Its full name is a Raspberry Pi and it is a small computer without a box. It costs about 30 quid, a bit more if you buy a kit with a few optional extras (all you really need is an SD card and a power source). It tends to run Linux (though there may be other OSes available) and was developed with education in mind.
For me, the really important part — the characteristic part — is the little extra on the motherboard: the GPIO pins. It stands for General Purpose Input and Output and it is what makes a Pi a Pi. Everything else is just a cheap Linux computer: good, but not special. The GPIO pins make it really something.

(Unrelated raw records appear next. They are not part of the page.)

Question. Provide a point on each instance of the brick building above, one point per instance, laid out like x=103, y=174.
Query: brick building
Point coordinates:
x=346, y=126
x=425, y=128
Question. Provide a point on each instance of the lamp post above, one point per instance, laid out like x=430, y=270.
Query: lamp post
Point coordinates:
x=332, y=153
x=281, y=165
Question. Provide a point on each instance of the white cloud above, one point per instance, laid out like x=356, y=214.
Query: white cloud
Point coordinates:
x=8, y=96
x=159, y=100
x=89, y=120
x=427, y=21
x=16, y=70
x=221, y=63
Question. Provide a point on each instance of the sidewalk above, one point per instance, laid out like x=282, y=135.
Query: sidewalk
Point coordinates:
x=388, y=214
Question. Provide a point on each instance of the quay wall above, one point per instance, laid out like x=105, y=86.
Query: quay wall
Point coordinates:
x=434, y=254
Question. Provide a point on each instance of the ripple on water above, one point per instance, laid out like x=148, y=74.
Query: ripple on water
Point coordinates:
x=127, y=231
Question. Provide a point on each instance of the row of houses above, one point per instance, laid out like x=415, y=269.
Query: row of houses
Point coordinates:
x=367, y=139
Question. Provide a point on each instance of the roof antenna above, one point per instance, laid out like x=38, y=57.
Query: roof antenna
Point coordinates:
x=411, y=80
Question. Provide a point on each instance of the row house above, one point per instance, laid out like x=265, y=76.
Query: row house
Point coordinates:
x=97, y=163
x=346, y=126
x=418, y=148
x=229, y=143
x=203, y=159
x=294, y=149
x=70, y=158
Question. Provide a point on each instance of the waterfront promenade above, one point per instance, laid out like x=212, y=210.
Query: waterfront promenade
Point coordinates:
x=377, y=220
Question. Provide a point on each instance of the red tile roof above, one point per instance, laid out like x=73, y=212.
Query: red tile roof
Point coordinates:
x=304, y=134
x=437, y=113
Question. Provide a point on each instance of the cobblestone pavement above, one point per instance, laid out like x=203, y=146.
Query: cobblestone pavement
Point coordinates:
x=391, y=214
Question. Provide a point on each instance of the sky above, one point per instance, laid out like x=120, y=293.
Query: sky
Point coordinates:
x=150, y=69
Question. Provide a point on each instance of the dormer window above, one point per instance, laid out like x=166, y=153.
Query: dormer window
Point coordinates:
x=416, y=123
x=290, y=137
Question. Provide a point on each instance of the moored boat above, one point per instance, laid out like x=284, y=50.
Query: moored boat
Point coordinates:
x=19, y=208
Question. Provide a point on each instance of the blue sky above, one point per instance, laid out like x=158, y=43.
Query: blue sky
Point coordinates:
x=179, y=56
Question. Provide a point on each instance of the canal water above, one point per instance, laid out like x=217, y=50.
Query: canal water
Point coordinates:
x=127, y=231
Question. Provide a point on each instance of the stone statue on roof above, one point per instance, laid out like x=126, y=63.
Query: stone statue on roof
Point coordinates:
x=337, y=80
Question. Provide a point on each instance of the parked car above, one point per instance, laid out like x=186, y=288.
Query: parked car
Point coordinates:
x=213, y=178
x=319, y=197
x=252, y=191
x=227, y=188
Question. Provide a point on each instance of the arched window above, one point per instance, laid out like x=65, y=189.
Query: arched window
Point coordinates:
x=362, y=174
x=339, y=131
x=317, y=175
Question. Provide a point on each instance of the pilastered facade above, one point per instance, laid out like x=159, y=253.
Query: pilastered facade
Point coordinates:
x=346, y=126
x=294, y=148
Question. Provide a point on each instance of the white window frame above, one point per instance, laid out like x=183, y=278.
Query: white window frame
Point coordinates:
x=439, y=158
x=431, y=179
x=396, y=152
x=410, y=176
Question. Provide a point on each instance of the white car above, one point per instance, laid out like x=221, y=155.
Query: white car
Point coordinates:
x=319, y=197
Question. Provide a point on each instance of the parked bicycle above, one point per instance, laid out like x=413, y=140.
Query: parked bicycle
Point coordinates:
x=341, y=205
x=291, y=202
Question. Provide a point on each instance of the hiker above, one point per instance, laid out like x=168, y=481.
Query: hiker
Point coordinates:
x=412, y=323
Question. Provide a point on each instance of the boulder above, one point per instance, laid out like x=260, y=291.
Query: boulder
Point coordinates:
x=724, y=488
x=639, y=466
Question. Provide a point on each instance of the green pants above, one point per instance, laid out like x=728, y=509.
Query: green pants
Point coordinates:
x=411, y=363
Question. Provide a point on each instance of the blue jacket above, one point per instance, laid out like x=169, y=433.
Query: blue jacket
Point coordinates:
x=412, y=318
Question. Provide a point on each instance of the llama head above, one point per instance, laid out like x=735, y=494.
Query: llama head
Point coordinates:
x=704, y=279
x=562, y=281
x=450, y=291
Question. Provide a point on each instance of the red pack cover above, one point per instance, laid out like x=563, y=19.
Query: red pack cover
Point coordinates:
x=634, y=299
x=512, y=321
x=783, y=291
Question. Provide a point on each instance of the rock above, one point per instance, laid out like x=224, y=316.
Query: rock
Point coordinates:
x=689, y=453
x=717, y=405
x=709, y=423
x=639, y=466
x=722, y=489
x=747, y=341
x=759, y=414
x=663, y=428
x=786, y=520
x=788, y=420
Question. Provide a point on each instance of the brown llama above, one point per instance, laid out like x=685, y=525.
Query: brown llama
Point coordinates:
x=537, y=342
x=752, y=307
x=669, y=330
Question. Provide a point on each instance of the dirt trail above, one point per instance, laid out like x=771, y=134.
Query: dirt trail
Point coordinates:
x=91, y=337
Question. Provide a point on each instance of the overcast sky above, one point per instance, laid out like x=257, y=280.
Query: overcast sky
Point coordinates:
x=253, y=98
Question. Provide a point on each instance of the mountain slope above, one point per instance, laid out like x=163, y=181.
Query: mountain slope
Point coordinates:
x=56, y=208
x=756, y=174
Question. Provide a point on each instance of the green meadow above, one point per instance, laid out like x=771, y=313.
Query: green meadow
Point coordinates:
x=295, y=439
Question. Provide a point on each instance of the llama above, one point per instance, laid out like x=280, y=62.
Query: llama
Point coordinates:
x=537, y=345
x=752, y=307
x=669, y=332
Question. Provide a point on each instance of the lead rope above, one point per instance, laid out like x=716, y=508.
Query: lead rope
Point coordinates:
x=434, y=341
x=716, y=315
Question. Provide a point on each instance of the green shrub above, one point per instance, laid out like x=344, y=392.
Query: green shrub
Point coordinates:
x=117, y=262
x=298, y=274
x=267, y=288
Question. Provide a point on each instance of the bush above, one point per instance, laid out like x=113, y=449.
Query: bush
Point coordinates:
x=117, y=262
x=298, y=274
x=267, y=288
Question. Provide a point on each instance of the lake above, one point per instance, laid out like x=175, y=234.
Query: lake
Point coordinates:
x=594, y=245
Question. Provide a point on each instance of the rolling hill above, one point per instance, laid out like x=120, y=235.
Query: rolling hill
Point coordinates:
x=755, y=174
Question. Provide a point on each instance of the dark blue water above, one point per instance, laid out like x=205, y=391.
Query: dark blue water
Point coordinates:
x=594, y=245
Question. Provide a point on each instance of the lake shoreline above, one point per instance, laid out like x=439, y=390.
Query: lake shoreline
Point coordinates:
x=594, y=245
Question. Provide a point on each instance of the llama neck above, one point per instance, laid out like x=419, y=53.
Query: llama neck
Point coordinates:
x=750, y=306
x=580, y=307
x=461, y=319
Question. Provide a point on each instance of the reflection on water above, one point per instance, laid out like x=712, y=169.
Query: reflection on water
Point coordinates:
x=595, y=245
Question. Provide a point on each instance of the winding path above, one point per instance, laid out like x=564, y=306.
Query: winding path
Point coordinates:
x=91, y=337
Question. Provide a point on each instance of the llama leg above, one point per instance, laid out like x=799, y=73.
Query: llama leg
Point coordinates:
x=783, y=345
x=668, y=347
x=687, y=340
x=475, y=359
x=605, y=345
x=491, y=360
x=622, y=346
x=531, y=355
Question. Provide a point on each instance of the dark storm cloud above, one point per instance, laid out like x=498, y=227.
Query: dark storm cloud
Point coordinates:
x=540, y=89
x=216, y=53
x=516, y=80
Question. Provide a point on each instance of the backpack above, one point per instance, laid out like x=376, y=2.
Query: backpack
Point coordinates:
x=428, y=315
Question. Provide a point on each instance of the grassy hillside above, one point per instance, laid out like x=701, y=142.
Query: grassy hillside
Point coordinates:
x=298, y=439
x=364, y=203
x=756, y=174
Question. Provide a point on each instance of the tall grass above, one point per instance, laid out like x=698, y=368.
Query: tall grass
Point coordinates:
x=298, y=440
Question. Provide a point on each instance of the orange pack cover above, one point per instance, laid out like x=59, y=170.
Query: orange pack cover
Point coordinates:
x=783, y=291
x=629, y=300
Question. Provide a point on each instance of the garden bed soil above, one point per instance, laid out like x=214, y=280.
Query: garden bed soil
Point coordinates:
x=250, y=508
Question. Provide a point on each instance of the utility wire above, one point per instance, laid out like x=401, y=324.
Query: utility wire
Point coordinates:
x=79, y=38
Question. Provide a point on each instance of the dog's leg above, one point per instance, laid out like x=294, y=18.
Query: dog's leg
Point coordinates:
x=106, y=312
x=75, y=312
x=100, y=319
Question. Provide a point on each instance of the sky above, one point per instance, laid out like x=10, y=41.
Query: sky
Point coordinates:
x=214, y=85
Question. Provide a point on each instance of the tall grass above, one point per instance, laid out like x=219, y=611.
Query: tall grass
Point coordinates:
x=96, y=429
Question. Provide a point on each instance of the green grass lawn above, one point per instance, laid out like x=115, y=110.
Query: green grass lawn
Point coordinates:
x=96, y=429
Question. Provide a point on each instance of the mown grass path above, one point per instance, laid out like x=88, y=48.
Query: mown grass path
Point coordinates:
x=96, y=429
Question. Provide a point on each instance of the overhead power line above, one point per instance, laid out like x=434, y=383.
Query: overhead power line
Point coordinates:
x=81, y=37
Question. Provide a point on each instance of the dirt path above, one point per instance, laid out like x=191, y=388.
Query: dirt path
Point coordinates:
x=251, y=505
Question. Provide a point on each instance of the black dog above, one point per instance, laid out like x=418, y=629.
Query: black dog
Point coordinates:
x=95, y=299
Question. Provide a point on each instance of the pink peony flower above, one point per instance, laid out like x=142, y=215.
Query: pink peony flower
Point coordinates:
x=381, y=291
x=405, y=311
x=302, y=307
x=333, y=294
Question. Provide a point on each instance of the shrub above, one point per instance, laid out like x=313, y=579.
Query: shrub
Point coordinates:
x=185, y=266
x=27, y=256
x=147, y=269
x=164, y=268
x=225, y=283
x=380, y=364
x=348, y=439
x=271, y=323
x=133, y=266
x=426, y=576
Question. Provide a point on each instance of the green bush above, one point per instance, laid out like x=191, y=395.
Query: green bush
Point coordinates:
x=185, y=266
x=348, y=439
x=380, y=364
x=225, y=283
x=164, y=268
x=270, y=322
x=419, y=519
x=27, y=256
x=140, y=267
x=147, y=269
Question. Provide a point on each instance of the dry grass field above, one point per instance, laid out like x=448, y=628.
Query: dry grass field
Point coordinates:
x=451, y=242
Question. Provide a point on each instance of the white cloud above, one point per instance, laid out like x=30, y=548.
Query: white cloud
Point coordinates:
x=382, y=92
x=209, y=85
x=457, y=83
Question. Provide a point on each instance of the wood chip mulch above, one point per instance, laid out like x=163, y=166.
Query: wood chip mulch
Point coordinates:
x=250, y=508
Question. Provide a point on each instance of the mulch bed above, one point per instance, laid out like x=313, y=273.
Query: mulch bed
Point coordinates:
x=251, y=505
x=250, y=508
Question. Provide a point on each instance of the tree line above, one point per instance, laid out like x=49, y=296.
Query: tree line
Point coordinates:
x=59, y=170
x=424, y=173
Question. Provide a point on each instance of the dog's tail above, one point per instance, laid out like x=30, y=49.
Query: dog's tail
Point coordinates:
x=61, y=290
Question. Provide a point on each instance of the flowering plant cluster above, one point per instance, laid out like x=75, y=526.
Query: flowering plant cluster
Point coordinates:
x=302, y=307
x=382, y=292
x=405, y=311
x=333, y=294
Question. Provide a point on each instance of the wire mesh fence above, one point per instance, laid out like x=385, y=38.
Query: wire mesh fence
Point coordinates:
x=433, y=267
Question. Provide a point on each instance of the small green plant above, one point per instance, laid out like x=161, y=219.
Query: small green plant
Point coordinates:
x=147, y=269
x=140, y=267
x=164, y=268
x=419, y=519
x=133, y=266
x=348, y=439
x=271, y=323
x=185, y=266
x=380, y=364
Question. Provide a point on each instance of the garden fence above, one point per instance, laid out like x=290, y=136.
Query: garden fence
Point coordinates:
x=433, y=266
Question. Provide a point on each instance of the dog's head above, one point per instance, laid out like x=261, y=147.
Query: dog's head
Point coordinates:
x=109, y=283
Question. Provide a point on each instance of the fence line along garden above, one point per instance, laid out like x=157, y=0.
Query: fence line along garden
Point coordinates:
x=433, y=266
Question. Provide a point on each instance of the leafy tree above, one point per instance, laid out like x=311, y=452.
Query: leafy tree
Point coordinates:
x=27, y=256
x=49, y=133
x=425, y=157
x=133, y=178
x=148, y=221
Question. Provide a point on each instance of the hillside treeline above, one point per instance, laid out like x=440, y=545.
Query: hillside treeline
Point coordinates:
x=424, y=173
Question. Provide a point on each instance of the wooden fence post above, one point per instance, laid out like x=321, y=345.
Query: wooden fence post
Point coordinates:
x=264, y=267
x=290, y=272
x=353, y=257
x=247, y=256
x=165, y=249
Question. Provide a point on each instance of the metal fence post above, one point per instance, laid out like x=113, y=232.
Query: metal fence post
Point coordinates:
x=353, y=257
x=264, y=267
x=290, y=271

The point of these pins is that you can connect them to circuits and you can write to and read from them. So you could set a pin to HIGH
to turn on a light, or read a pin to see if a button has been pushed which connects it to 0V
.
From that, it is very easy to see the possibilities. Hook up a small electromagnet and you could launch a small cart down a slope and measure the time it takes to get to the bottom. Your data goes straight into the computer ready for further analysis. But unlike those prebuilt probes and sensors that come with their fancy software, you understand exactly what is going on with your data at all times because you built the hardware and you wrote the software.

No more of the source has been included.